Des militaires qui se trompent d’adversaires:Faute de solde, des éléments des FARDC se rabattent sur la population civile

Dans la nuit du vendredi 8 au samedi 9 avril 2005, vers 5H00 du matin, la famille de monsieur Godefroid Muhivwa, Député à l’Assemblée nationale de Transition, a été agressée par des hommes armés soupçonnés d’être des éléments des Forces armées de la République Démocratique du Congo (FARDC). Les victimes résident sur l’avenue Muhungu/SNEL dans le quartier Ndendere en commune d’Ibanda à Bukavu. La scène s’est soldée par une rafle d’un sac à main contenant une somme d’argent en Francs congolais équivalant à 50 $US et plusieurs reçus de tontine représentant un montant qui n’a pas été révélé ainsi qu’un trousseau de clés.

Après le départ des malfrats, les infortunés ont commencé à pousser des cris, ce qui a amené les agresseurs à tirer deux balles en l’air. Dans leur fuite, l’un d’eux à laissé tomber son képi que trois militaires sont venus réclamer au lever du soleil, vers 7H00. Saisie de peur, madame Muhivwa a dû leur remettre cette pièce à conviction.

Nos sources renseignent que de telles opérations sont devenues monnaie courante dans cette avenue. Après leurs coups, les inciviques prennent le chemin du camp militaire Saïo situé à quelque 200 mètres de Muhungu SNEL. En date du 29 mars 2005, vers minuit, la famille de monsieur René Rubambura, domiciliée dans la même entité, a fait l’objet d’une attaque similaire. Une autre habitation voisine a été dévalisée de fond en comble un dimanche pendant que toute la maisonnée était au culte. Les appels au secours et les cris du genre « Au voleur ! » ne se comptent plus. En effet, de plus en plus, à la tombée de la nuit, certains militaires restent aux aguets dans des endroits obscurs et extorquent aux passants, qui un téléphone, qui de l’argent ou tout autre bien en leur possession.

C’est aussi dans ce milieu que monsieur Bahimiriza Ciza, agent à la Bralima, a été tué avec sa femme Mme Bahati Rosette le 16 mars 2005 par un autre groupe d’hommes armés et en uniforme.

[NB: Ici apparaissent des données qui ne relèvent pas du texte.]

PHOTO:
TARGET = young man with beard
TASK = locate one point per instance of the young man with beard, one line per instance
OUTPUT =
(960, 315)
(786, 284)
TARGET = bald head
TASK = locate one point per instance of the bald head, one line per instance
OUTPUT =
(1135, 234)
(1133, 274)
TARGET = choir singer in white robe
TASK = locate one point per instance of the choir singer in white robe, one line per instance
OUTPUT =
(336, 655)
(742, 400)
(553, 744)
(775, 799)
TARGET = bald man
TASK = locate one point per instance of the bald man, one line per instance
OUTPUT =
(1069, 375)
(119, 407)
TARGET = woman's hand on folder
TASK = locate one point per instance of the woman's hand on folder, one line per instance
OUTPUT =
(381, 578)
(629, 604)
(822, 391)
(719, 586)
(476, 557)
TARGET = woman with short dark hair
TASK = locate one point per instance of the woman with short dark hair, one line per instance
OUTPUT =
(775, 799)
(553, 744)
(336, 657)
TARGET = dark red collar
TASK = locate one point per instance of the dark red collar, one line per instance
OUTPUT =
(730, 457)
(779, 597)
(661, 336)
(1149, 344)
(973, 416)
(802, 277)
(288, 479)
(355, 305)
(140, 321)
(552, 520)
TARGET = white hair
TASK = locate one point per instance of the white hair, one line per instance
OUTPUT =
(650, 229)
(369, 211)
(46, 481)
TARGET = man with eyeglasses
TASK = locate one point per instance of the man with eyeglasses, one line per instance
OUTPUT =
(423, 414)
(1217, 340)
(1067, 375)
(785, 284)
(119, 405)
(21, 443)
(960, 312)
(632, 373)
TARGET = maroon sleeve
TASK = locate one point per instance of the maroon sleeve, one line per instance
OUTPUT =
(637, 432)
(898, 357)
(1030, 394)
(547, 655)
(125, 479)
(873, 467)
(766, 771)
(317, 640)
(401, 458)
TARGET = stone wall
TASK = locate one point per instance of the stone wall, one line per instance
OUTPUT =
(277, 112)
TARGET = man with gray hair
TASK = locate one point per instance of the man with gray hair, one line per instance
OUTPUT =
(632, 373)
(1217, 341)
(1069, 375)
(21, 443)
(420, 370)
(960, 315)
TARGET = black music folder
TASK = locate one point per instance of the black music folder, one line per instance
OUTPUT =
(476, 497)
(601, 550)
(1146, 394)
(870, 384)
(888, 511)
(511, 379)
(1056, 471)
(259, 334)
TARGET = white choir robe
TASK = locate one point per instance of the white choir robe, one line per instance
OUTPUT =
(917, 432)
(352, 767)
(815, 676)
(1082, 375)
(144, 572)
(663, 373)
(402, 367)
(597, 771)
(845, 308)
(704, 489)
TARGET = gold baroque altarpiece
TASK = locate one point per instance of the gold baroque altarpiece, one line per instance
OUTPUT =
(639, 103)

Comme on le voit, la clochardisation des militaires congolais a atteint son paroxysme. En milieux urbain comme rural, il s’observe, au quotidien, des scènes de rançonnement, d’extorsion, d’intimidation, d’attaques, de menaces commises par des hommes de troupe sur la population civile

Les militaires positionnés dans les bivouacs placés sur l’avenue située derrière la Banque Centrale du Congo rivalisent dans les extorsions des biens divers aux passants presque chaque soir à partir de 18 H00. Très récemment, le samedi 09 avril, à la tombée de la nuit, ils ont failli rançonner des femmes porteuses de bagages. Mais ils ont été obstrués par leurs compagnons de la Police Militaire (P M).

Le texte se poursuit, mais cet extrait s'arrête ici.